20. September 2016, 9:21 | Autor: Fast-Media - Christian A. Hoch

Hürther wird Zweiter im letzten Rennen

Manchmal kommen die Dinge anders als gedacht. Mit einer Handverletzung und unter starken Schmerzen überlegte Nico Hantke am Samstag in Wackersdorf das Zeittraining abzusagen, um seine Hand zu schonen. Letztlich entschied er sich goldrichtig und legte mit dem dritten Platz die Ausgangslage für einen versöhnlichen Saisonabschluss im ADAC Kart Masters. Am Ende feierte er die beste Saisonplatzierung als Zweiter im letzten Rennen.

„Das war schon eine regelrechte Schrecksekunde“, so Nico angesprochen auf seine Handschmerzen: „Wir dachten es wäre besser das Zeittraining auszusetzen, um dann voll anzugreifen. Letztlich bin ich froh es nicht gemacht zu haben.“ Nico raste unbeirrt um das 1.190 Meter lange Prokart Raceland und wurde toller Dritter.

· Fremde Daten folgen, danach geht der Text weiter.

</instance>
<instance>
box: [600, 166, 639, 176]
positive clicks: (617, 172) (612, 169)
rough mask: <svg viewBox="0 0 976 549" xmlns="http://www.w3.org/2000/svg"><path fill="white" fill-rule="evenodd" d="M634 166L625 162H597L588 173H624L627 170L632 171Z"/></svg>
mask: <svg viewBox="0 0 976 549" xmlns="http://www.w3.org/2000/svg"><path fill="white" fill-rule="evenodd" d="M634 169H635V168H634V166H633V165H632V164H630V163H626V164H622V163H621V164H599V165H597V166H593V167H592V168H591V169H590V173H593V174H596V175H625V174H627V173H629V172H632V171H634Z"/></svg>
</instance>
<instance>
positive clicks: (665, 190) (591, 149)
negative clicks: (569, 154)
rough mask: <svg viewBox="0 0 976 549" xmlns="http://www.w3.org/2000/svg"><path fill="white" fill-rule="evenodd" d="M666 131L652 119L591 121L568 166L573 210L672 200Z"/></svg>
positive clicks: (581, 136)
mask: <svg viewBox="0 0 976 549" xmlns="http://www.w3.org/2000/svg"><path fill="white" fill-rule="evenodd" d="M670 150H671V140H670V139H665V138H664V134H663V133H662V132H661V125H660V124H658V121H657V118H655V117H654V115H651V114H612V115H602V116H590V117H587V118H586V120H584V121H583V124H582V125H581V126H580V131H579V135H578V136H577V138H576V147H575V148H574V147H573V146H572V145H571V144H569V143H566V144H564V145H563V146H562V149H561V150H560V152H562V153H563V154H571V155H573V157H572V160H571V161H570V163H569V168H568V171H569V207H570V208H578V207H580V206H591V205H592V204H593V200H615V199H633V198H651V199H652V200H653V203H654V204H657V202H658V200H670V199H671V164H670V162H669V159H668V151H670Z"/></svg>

Anscheinend linderte dieses unerwartet gute Resultat auch die Schmerzen von Nico. In den Heats steckte er die Probleme gekonnt weg und mischte erneut ganz vorne mit. Am Ende sprang der fünfte Startplatz für den gebürtigen Hürther heraus. „Wow, ich hätte nicht damit gerechnet am Ende des heutigen Tages auf Position fünf zu stehen. Daher freut es mich umso mehr“, lächelte Nico, der den restlichen Abend zur Regenration nutzte.

Diese zahlte sich dann am Sonntag nochmal besonders für den KSM Schumacher Racing Team-Piloten aus. Im ersten von zwei Finals befand er sich schon auf Rang zwei, ehe er den harten Positionskämpfen der Bambini Tribut zollte. „Die Plätze eins bis zehn waren wie an einer Perlenschnur“, erklärte Nico die Lage auf der Strecke. Der Tony Kart-Pilot belegte schlussendlich den vorzeigbaren sechsten Rang.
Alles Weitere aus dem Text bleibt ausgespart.